Recent years have shown how quickly disruption can reach operators through food costs, packaging availability, logistics, equipment delays and margin pressure. For franchisors, supplier strength is increasingly part of network resilience.
What the wider franchise sector can take from this
KFC is a large, mature brand, so most franchisors will not be working at the same scale. Even so, the underlying principles are relevant across the sector.
Growth under pressure needs clear unit economics, format discipline, practical support, operational consistency and supplier resilience. Franchisees need to know that the model works in current market conditions, not just in an ideal scenario. They also need confidence that the franchisor understands the pressures showing up at site level and is investing in the areas that make the biggest difference.
That might mean refining opening formats, improving training, strengthening local marketing, reviewing supplier arrangements, investing in better systems or becoming more selective about where the brand grows next.
The wider point is that expansion does not have to ignore difficult market conditions.

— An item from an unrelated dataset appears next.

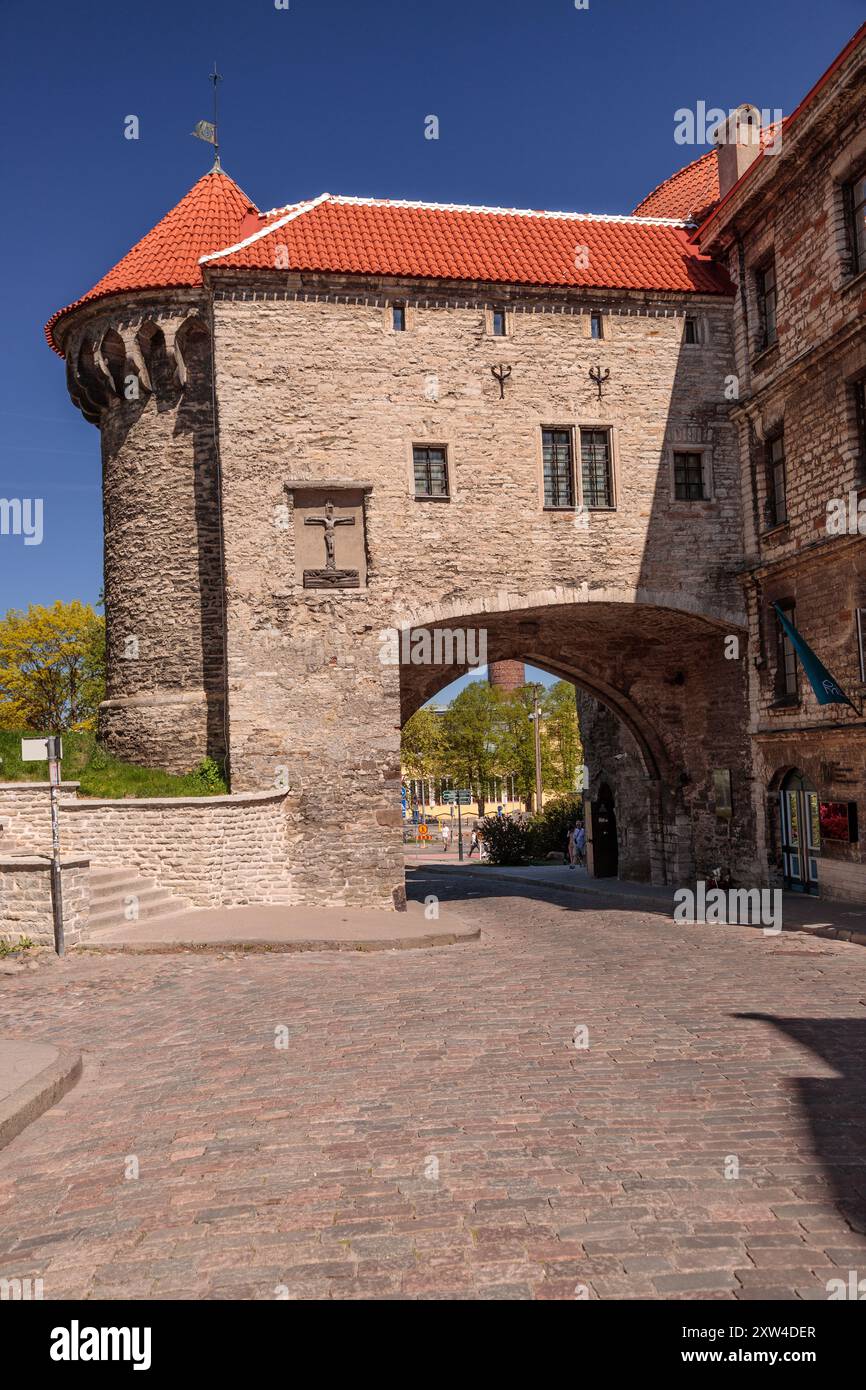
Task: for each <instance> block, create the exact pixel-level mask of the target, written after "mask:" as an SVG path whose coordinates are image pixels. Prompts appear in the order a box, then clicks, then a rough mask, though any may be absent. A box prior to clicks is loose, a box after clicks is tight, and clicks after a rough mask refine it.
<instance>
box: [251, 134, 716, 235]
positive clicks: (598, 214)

In many cases, the strongest brands respond by becoming more disciplined about how they grow.
KFC’s growth plan is useful because it shows expansion being linked to restaurants, people, suppliers and formats, rather than treated as a headline number alone.
For franchisors, that is the real takeaway. Growth in a pressured market is still possible, but it needs to be built around the realities franchisees are operating in now.
Source note: KFC UK&I Economic and Community Impact Report, The Guardian, GOV.UK.